There was only one possible explanation.

They had found her. They came to take her to the Countess of Auster and Bartholomew, to force her to marry him to take control of her money… And then God knew how many more bruises she’d be given.

Or if she kept refusing, to put her in Bethlem Royal Hospital—Bedlam.

The asylum.

All for thirty thousand pounds’ worth of inheritance.

Temperance’s stomach twisted in knots. This was it.

She was trapped.

“Oh, I—I—I’m afraid you’re mistaken,” the housekeeper stuttered. “There is n-no such lady here. Good night.”

She tried to close the door, but before she could do so, Mr. Finch’s gaze flickered up the stairs and collided with Temperance’s.

In that moment the friendly, polite mask fell from his face and revealed a true hunter. Sharp brown eyes. Cold. Smart. A bloodhound’s.

Temperance took an unsteady step back.

As the housekeeper attempted to shut the door, Mr. Finch slammed it open so strongly that he crushed the housekeeper between the door and the wall. Surprisingly fast for his short legs, he was soon running up the stairs, his two companions at his heels.

No!

Temperance darted down the hallway towards her bedchamber, snatched her escape bag and her pelisse, and ran towards the servants’ stairs. She barely felt the floor under her shoes, nor heard her loud breathing in her ears, nor the sound of pounding shoes of the three men behind her.

“There’s no more running, Lady Agatha!”

Temperance opened the door and pelted down the narrow stone stairs, lungs tight with panic.

Just breathe. Breathe—and run.

She tried not to miss the next stair as the fabric of her dress tangled between her fast-moving ankles and she awkwardly put on her pelisse.

Only then did she have her hands free to lift her damned skirts.

Her pursuers were faster, stronger, and had no gowns to hamper them.

Temperance tugged her skirts up as high as she could and flew down the stairs.

“Lady Agatha!” came Mr. Finch’s call above her. “Stop!”

Not likely.

She raced along the servants’ corridor and past the kitchen, the cook and kitchen maid exclaiming in surprise. At the end of the hallway, she swung open the door and ran across the back court, through the back gate, and down the street into the darkness of the November night.

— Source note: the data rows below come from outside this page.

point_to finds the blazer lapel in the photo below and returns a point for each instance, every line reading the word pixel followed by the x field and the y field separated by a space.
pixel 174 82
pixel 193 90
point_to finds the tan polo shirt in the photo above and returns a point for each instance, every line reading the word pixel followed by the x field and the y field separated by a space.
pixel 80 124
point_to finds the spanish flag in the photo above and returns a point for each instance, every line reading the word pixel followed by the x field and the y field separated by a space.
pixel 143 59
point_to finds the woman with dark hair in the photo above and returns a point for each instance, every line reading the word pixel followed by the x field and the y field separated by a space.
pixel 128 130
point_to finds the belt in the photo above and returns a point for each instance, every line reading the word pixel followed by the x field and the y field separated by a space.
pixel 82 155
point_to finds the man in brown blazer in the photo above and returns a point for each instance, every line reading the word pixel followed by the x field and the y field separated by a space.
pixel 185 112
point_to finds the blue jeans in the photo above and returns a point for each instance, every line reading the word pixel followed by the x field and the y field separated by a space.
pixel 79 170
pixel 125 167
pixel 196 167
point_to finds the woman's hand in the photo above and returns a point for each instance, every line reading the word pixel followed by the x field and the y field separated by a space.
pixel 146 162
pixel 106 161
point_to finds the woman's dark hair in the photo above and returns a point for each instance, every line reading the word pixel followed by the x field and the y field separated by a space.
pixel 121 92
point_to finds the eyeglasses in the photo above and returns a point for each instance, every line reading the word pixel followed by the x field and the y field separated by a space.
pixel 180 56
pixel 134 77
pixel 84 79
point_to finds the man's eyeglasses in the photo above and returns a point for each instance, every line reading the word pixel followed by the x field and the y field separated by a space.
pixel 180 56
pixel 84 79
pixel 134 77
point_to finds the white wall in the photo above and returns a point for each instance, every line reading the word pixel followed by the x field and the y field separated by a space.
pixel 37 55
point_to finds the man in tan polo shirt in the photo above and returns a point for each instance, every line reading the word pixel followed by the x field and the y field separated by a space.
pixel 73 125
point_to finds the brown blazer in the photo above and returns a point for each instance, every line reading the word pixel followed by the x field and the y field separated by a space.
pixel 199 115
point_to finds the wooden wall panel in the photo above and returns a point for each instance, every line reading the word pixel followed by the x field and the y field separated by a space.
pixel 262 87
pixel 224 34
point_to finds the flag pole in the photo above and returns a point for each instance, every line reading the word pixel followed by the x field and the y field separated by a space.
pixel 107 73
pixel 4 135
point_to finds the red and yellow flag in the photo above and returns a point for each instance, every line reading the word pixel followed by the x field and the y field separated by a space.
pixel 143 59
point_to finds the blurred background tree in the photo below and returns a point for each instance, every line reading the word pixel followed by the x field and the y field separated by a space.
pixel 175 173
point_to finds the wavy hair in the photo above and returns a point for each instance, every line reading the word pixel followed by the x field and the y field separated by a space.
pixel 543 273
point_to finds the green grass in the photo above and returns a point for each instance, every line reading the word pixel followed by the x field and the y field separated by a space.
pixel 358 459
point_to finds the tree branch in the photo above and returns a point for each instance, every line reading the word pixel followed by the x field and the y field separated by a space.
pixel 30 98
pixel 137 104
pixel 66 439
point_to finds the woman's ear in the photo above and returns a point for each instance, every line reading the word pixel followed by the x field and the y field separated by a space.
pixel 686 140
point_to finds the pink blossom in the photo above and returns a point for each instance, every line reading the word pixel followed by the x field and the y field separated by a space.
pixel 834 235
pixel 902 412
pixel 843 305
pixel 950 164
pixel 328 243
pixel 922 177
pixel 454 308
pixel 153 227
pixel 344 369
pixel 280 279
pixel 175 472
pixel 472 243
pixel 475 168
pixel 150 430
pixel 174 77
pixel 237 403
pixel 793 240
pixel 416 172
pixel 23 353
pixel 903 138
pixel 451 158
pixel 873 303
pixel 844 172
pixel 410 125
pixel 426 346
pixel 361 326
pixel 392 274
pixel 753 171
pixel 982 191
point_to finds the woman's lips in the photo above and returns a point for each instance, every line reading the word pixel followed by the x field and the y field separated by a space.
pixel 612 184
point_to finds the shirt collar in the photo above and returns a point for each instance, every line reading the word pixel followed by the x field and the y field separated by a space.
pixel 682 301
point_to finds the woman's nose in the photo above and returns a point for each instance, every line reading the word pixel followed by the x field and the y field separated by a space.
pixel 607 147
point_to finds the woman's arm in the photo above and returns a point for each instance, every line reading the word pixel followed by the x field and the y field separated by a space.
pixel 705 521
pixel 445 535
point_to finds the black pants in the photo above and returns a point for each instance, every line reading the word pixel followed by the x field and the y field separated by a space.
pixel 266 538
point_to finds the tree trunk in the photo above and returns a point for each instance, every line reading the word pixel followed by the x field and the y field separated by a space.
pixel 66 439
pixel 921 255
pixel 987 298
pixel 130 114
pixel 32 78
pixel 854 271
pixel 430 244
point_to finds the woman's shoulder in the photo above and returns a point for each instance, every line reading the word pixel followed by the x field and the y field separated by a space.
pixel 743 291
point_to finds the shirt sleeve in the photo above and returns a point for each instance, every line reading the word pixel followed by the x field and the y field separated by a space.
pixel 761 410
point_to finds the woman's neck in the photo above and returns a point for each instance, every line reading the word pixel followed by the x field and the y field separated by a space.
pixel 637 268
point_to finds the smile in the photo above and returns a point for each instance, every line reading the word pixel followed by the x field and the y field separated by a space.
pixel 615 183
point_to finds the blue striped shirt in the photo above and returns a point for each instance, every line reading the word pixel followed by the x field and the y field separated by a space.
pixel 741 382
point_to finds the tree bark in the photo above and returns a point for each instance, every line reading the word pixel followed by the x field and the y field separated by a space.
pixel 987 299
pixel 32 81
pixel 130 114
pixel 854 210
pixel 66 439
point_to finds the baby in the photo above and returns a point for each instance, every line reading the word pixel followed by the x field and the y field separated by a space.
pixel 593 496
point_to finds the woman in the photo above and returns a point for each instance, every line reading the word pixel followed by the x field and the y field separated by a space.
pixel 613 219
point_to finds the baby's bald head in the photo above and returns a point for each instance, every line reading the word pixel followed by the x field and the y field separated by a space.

They were right behind her, but she still had a slight head start.

At the end of the street, Temperance looked back over her shoulder.

Three large silhouettes shot out from the back gate.

Panic flooded through her. She sped up as she turned the corner and almost slipped on the iced-over cobblestones, but she scrabbled to regain her balance.

She kept going, her lungs burning as she gasped for air, her ears filled with the drum of her heart.

Streets flashed by with shifting architecture as she sped through Cheapside. Simple frontages gave way to decorative cornices, each home with glowing windows and presumably happy families within. Families like that which she had lost.

Temperance kept crossing street after street, turning left and right and then left again at every corner she could. She needed to put Mr. Finch and his men as far behind her as possible, even as her chest ached and her legs pleaded with her to stop.